5 Tips to Help Push Past the Holiday Blues
So, I don’t usually have to deal with this topic. Growing up, my parents created wonderful family holiday traditions that have stayed with my brother and I through the years. We’ve adopted many of those traditions to enjoy with our own families. However this year is very different and I’m not use to being all up in my feelings the way I have.
January 1st marks the 1 year anniversary that my son has been living with his family (dad, step-mom, and sister) in Kentucky. This is our first Christmas apart (knowing that he won’t be back right after the new year). He wasn’t here to trim our tree, he wasn’t here to sign his name on Christmas cards, he wasn’t here to bake and decorate cookies, and he wasn’t here to build our traditional ginger bread house. I wasn’t even going to bother buying one, because he is usually the gingerbread house project manager, and takes charge of the construction of the gingerbread house while the girls have fun with the decorating. I was talking to one of my best friends and I told her about my holiday funk. She gave me words of encouragement as good friends should do, but I had to do something more. So I created a list that works for me and keeps my anxiety at bay. I actually do a few things from this list daily. It doesn’t take away the fact that I miss my son, but it helps to put my heart at ease. I know he is safe and happy, and I keep that in mind always. So, let’s get into that list.
- Talk it out. I’ve always been a talker. I HAVE to talk about how I’m feeling and why. Talking and writing is a great way to relieve stress. I don’t want my son to know I’m down in the dumps this year, so I confide in select family and friends who I know are active listeners. Oftentimes when I need to talk, it’s not for advice, it’s just the act of getting stuff off my chest.

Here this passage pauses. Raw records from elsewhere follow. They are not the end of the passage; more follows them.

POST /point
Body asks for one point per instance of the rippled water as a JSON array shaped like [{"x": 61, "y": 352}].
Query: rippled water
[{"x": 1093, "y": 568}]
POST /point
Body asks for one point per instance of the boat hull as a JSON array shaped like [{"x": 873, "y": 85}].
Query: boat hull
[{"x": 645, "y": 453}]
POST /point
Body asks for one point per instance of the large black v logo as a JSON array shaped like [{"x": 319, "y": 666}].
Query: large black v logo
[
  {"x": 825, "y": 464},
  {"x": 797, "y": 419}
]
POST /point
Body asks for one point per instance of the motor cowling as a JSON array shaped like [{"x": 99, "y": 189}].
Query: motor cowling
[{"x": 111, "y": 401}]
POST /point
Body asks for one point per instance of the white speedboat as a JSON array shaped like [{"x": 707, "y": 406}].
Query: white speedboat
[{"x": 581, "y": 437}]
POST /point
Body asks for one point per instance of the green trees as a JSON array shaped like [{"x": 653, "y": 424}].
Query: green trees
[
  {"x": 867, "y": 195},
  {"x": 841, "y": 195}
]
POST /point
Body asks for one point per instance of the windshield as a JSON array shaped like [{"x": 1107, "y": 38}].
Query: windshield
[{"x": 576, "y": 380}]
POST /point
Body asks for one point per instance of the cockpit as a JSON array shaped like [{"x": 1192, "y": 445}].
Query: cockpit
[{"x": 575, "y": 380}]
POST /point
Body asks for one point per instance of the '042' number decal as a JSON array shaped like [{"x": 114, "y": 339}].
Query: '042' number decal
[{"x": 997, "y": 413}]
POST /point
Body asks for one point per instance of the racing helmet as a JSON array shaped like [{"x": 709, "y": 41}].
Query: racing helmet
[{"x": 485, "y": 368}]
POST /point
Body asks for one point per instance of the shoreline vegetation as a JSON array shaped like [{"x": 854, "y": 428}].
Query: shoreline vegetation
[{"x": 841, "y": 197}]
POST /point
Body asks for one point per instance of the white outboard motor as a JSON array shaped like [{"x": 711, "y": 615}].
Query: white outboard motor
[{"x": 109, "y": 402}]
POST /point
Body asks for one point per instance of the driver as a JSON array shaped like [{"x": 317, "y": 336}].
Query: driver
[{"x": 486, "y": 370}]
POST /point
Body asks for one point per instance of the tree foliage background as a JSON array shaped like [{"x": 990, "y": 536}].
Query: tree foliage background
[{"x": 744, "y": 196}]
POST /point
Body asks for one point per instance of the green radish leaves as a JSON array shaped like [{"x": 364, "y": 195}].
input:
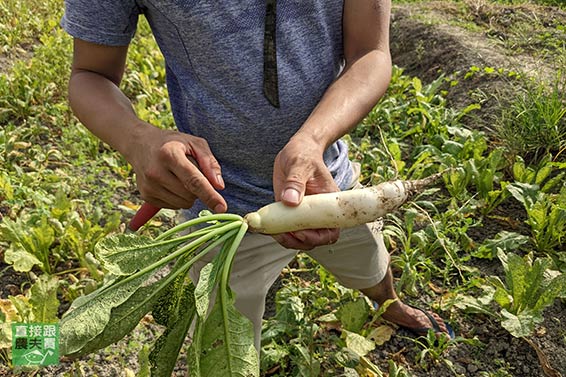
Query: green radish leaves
[{"x": 143, "y": 281}]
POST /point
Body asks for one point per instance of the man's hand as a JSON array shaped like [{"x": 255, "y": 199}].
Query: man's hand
[
  {"x": 299, "y": 170},
  {"x": 174, "y": 169}
]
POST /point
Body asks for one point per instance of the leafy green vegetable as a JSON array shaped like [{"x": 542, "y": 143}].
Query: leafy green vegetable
[{"x": 143, "y": 282}]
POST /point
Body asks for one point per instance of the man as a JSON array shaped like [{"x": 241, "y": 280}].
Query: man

- Pray. I don’t just pray before bed. I pray several times a day, when I know I need to feel the comfort of God and to praise Him for His favor. Psalm 34:17-20 is a go-to in my bible when I need to be reminded that I can cry out to God, and that He will deliver me from all my troubles.
- Reflect. I don’t necessarily see it as living in the past; I’m missing my child. So I honestly find comfort in reflecting on our past Christmases together. Videos, pictures,
old cards, and ornaments that he’s made are truly my treasures.
- Exercise. Exercise increases your overall health and boosts your endorphins. Endorphins are chemicals produced by the body that trigger happy feelings. Get into a good workout routine so you can receive this “happy boost” daily. You can find 5 reasons that you should workout today in my previous post here. I workout 5-6 days a week and I attribute a portion of my happiness to exercise.
- Create new traditions, as well as spend time with and appreciate the ones who are there with you now. My children’s well-being is very important to me. Although I may get the blues from time to time, I try my best not to let it affect the holidays for my girls. Sometimes this is easier said than done, but when I see their cute little faces as they jump up and down screaming about every little craft we do for Christmas, it really helps to put things into perspective for me. And oh yeah, instead of a gingerbread house, this year I bought a gingerbread train #newtraditions.
There you have it! 5 tips to use to ensure your holiday season is filled with hope, encouragement, love, peace and joy. Do you ever get into a holiday funk around the holidays? Why? What do you do to push the blues away? Let us know in the comments!